28Pour cette séance, Cocteau rédige des poèmes que Poulenc, Durey et Auric devront mettre en musique. Il les décrit à sa mère comme de « très belles chansons sentimentales51 ». Seul le Toréador de Poulenc est connu (mentionné sous le titre de « Chansonnette » sur le programme ci-dessus) : la partition paraîtra tardivement en 1933 chez l’éditeur R. Deiss, illustrée d’une couverture humoristique dessinée par Cocteau52. Envoyé à Poulenc le 13 septembre 1918, le texte de la chanson espagnole Toréador doit recevoir une musique « sans le moindre humour avec la tradition espagnole de Bobino – des “Carmen-cita a a”, “Toréado o or”, etc. et vitesse cassée au bout de chaque vers pour les strophes en “e”. Il faut que ni le poète ni le musicien ne se soient aperçus de la méprise. Ne mélangez pas d’italien, le musicien n’a vu que du feu. Il faut qu’on puisse chanter la chanson sérieusement à Bobino par exemple53. » Cocteau sait donc parfaitement ce qu’il veut et spécifie encore un mois plus tard : « La mélodie ne doit pas être aussi bien que du Chabrier – il faut la faire bien mais moche – avec des croches rapides à la fin : Veni ze mirado or, etc.54. » L’aspect subversif sera très réussi dans l’alliance du poème et de la musique. Donnons-en un seul exemple. Caricature de la chanson de music-hall et du Carmen de Bizet, cette « plaisanterie musicale55 » se situe à Venise où le toréador meurt sur la Place Saint-Marc, transpercé des cornes du taureau et des cornes de l’adultère perpétré par Pépita, la belle Carmencita espagnole. Pour une analyse musicale détaillée, nous renvoyons au travail exemplaire de Daniel Swift qui souligne la nature complexe de cette chanson, à la fois populaire et très raffinée, correspondant aux idées exprimées dans Le Coq et l’Arlequin56.
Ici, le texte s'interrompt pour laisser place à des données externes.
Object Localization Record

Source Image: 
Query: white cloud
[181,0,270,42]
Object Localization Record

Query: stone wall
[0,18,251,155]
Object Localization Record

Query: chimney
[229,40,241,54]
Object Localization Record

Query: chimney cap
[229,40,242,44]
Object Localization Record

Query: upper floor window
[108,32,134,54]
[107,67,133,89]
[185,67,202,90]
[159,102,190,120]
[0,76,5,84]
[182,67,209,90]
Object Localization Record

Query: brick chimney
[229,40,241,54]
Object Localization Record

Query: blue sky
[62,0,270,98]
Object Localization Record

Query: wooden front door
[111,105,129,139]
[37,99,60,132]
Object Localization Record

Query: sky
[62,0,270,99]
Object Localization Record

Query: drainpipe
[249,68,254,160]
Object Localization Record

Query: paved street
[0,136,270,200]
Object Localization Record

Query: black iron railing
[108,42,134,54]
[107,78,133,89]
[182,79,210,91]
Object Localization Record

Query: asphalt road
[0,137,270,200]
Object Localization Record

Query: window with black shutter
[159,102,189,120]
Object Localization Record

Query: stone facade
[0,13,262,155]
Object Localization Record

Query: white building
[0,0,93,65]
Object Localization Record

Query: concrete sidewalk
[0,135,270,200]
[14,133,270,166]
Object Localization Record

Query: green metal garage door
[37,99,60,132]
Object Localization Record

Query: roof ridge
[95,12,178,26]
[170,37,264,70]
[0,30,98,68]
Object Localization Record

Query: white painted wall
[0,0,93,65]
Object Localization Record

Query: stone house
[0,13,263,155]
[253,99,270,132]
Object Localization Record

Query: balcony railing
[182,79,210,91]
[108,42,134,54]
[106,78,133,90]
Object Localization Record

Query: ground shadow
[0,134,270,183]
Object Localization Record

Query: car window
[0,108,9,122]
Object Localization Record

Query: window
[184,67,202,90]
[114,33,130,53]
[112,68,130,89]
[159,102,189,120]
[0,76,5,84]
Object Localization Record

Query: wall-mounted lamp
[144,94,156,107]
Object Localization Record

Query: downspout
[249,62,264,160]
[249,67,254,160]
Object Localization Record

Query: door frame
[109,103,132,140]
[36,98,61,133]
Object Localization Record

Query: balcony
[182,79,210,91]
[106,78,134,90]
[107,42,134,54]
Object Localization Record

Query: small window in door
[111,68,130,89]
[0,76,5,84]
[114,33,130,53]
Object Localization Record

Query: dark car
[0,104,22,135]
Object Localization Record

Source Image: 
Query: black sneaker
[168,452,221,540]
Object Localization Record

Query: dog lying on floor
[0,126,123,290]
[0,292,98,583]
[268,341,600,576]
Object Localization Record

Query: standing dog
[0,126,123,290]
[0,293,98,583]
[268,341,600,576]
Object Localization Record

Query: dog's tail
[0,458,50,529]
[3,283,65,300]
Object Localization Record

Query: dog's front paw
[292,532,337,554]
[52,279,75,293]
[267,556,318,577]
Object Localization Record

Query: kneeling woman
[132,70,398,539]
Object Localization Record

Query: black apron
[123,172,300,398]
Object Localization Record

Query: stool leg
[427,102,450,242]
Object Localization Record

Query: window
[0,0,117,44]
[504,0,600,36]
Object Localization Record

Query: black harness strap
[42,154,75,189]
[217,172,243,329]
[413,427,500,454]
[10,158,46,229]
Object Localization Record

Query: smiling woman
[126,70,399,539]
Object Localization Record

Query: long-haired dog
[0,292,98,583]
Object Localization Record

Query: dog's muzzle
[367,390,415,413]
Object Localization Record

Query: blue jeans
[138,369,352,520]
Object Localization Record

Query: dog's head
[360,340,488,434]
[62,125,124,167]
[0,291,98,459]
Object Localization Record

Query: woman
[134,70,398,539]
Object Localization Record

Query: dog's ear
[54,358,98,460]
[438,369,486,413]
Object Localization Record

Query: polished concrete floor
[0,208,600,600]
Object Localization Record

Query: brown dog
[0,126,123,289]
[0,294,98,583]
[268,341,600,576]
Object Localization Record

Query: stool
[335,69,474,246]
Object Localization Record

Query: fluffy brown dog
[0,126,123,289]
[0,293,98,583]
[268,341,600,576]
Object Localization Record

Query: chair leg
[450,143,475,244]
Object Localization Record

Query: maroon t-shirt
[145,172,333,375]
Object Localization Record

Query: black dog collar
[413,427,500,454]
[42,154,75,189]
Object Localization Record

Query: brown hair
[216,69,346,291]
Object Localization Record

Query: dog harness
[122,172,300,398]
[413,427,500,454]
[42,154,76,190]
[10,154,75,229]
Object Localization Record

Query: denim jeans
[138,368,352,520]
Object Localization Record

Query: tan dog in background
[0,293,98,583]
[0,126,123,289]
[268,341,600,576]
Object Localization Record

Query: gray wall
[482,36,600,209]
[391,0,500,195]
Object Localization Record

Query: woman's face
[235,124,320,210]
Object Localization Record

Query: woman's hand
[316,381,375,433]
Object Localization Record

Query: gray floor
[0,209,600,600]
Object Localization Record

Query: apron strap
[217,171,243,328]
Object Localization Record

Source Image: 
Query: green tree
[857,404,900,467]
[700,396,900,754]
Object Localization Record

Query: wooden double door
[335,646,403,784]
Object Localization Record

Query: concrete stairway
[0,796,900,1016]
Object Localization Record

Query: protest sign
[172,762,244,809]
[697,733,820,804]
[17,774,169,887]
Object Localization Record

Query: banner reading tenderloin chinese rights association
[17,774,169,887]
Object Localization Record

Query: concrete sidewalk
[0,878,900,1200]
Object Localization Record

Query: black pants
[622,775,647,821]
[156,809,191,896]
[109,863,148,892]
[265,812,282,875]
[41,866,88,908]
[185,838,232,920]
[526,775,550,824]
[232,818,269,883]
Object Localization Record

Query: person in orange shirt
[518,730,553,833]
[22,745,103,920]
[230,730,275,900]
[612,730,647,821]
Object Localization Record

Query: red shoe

29Le poème qu’écrit Cocteau pour Durey s’élabore en « une grande valse sentimentale très drôle57 » destinée « à une chanteuse à voix (Bathori)58 », mais son titre n’est pas mentionné. Quant à Auric, il reçoit la romance Les Hirondelles qu’il trouve « très racinienne59 ». On n’en saura pas davantage sur ces poèmes et mélodies, si ce n’est qu’elles sont écrites pour un orchestre dont Walther Straram devait assurer la direction. Outre des mélodies, Cocteau demande encore à Durey d’écrire une musique de siffleur et d’y ajouter un prélude. Dans sa lettre du 3 novembre 1918, Cocteau prie Auric de « faire la chanson et les 2 danses modernes60 ». Germaine Tailleferre est censée écrire Virtuose pour piano et violon puisque le nom des artistes est mentionné sous ce morceau. À bientôt-Retraite de Satie devait souligner « un numéro d’excentrique61 ».
30De tous les compositeurs sollicités, seul Poulenc mène à bien une partie de sa tâche, avec deux numéros achevés, Toréador qui vient être évoqué, ainsi que Jongleurs avec Prélude. De ce dernier, il ne subsiste ni manuscrit ni partition, mais de nombreux détails sont connus grâce aux lettres envoyées par le compositeur à son ami organiste Édouard Souberbielle ou à la peintre Valentine Gross, future épouse de Jean Hugo. Le jeune Poulenc semble s’être immédiatement enthousiasmé pour le projet. Le Prélude est écrit pour instruments à percussion et fanfare : deux trompettes chinoises à son unique dénommées Yan, qu’un ami de Poulenc a volées dans un temple en Chine, des timbales en sol, ré #, fa, des castagnettes, un tam-tam, un tambour de basque, une grosse caisse munie de cymbales, des cymbales, un triangle, un glockenspiel et un xylophone. « La tonalité du morceau est aussi douce et triste que le prélude était ruisselant et frénétique », écrit Poulenc. Pour les Jongleurs, le compositeur décrit une musique simple, noble et majestueuse, « une sorte de fond uniforme aux mouvements des acteurs » ; c’est « une chose d’une mélancolie folle et d’une sensibilité inconnue chez moi jusqu’à ce jour62 ». Le petit orchestre comprend un double quatuor à cordes, une contrebasse, une grande et une petite flûte, deux clarinettes, un cornet à piston, un trombone ténor, un basson, un piano, un xylophone, un hautbois, et enfin les timbres, en tout une vingtaine de musiciens.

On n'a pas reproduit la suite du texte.